On April 21 local time, a piece of news sent ripples through the international trade arena: India announced a 12% provisional tariff on certain imported steel products, valid for 200 days—a move primarily targeting China. The news quickly drew widespread attention, given the significant roles both China and India play in global steel trade.
Why has India suddenly taken such a tough stance against Chinese steel? What are the underlying considerations behind this move? And how will it impact the steel industries of both countries, as well as the broader global trade landscape? Don’t worry—we’ll break it down layer by layer.
1. Export Obstruction & Sharp Decline in Orders
As the world’s largest steel producer and exporter, China has long considered India a crucial overseas market. In recent years, Chinese steel, leveraging its cost advantages, has secured a significant share of India’s market, becoming the second-largest source of steel imports for India in the 2024/25 fiscal year. However, India’s new tariff directly raises the cost of Chinese steel entering its market.

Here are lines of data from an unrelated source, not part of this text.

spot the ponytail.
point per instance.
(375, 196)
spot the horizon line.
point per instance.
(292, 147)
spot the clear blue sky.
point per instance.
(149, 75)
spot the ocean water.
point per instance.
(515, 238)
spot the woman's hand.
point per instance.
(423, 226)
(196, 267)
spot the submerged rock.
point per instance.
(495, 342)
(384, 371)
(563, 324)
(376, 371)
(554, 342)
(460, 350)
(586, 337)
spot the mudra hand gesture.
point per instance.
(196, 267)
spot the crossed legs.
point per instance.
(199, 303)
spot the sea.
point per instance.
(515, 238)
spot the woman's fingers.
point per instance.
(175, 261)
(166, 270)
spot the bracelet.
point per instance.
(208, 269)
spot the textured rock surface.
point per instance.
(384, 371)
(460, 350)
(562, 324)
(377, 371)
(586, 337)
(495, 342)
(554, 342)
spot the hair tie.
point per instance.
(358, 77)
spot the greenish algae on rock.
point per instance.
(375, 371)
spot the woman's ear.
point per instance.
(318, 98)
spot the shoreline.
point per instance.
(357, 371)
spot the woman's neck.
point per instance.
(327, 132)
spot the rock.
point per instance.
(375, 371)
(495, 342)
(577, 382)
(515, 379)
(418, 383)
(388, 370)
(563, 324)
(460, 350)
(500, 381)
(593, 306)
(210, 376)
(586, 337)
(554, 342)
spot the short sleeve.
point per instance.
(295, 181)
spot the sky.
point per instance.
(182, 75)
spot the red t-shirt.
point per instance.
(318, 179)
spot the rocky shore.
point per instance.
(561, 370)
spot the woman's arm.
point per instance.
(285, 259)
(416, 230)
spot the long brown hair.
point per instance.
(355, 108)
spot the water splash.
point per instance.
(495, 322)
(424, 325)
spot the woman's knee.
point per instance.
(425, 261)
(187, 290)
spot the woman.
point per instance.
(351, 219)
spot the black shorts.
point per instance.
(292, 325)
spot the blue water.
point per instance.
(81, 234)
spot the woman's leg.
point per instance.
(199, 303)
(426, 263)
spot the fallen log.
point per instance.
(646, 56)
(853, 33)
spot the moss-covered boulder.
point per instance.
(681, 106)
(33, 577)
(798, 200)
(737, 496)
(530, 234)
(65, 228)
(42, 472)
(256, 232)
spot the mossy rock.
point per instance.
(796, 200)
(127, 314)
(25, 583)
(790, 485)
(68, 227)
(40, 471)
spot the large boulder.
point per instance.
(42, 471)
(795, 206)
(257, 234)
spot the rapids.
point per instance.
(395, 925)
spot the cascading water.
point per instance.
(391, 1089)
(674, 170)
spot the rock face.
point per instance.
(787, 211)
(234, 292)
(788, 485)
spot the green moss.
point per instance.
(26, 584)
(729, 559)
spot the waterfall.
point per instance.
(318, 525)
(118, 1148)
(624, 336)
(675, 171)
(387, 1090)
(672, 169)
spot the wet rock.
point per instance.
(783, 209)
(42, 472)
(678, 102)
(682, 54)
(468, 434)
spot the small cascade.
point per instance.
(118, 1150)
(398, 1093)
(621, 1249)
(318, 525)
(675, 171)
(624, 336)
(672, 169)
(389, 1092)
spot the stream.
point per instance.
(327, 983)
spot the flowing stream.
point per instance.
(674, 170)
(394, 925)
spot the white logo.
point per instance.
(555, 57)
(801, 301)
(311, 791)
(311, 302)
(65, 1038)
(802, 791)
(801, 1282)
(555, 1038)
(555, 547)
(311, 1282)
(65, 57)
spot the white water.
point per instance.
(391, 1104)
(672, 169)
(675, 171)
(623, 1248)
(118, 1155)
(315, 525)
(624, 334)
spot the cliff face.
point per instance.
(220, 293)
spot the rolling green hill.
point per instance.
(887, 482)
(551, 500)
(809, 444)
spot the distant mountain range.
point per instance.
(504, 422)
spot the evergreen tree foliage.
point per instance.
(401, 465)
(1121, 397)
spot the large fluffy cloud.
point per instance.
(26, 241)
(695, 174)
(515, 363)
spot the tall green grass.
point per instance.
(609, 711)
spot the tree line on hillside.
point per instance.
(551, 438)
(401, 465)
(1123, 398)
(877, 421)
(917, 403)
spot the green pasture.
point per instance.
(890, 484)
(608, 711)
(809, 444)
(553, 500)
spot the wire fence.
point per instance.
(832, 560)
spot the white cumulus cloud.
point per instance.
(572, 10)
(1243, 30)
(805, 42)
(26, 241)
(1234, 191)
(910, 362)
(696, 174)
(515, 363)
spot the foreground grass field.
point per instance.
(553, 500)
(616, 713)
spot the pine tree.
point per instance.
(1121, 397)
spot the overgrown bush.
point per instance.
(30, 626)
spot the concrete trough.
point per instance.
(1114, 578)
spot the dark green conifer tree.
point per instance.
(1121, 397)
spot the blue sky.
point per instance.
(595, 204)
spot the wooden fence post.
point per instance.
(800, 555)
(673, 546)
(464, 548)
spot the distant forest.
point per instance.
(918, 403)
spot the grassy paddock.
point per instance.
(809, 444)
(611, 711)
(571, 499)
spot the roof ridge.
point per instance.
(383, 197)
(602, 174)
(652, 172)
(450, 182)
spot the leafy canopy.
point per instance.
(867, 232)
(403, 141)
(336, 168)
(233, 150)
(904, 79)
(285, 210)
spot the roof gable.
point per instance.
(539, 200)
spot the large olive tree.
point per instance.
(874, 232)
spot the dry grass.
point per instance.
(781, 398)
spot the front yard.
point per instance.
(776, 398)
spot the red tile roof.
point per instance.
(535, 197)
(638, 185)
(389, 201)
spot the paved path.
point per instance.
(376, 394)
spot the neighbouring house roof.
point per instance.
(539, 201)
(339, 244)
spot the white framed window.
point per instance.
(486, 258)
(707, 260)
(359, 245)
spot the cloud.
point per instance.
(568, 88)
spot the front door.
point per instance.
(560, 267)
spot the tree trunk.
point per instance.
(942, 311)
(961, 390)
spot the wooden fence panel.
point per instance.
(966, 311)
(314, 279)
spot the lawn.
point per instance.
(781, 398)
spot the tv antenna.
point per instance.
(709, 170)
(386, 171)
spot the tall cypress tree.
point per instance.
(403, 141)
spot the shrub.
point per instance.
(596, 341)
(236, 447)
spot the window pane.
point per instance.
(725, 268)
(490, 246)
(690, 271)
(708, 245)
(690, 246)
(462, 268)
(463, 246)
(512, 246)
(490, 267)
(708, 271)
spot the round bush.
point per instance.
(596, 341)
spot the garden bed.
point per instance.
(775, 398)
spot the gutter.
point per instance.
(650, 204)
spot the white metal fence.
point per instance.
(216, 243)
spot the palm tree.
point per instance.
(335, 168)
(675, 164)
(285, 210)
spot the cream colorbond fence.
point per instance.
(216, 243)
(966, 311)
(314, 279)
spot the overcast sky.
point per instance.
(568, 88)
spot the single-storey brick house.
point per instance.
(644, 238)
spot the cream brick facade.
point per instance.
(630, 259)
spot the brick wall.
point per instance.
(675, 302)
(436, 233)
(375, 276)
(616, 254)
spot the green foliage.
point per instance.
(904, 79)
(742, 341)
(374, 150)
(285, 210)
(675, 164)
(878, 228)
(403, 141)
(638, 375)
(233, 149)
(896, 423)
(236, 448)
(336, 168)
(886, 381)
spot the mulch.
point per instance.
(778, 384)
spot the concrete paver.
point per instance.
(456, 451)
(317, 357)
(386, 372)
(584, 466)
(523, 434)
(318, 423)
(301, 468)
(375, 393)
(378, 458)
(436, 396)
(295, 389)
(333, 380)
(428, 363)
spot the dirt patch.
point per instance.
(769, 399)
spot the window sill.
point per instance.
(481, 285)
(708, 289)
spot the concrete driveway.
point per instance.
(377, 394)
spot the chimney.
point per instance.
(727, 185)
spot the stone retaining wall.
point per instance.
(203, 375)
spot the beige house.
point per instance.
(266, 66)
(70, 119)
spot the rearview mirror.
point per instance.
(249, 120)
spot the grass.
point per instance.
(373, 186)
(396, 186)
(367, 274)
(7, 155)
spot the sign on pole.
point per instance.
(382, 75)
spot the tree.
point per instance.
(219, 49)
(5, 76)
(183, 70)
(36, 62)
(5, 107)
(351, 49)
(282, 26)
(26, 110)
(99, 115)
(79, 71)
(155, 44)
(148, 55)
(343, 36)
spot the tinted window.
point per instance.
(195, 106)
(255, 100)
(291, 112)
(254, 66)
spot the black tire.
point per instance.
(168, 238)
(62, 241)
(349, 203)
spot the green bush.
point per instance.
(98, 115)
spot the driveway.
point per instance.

For many Chinese steel companies that rely heavily on Indian exports, existing contracts may face breach risks due to rising prices, while securing new orders becomes even more difficult—severely damaging their export business. For example, a company that previously exported thousands of tons of steel to India monthly saw its shipments plunge by 80% after the tariff hike, as Indian clients either demanded price cuts or canceled orders outright.
2. Worsening Overcapacity Crisis
Overcapacity has long been a challenge for China’s steel industry. The export blockage to India further exacerbates inventory pressure for domestic steel producers. Steel originally destined for India now piles up in warehouses, tying up capital and straining cash flow.
To ease inventory burdens, companies may have to cut production, but this triggers a chain reaction—layoffs, idle equipment, and operational losses. Industry estimates suggest that if exports to India remain restricted, capacity utilization rates in China’s steel sector could drop by 5 percentage points, deepening the overcapacity crisis.
3. Erosion of Market Confidence
India’s tariff hike has severely shaken Chinese steelmakers’ confidence in expanding overseas. Entering international markets requires heavy investments in market research, client development, and distribution networks. India’s sudden policy shift has heightened concerns over market unpredictability, discouraging further investment not only in India but also in other potential markets.
This hesitation to expand globally could hinder the long-term internationalization of China’s steel industry, making companies more cautious—and potentially slower—in pursuing new opportunities abroad.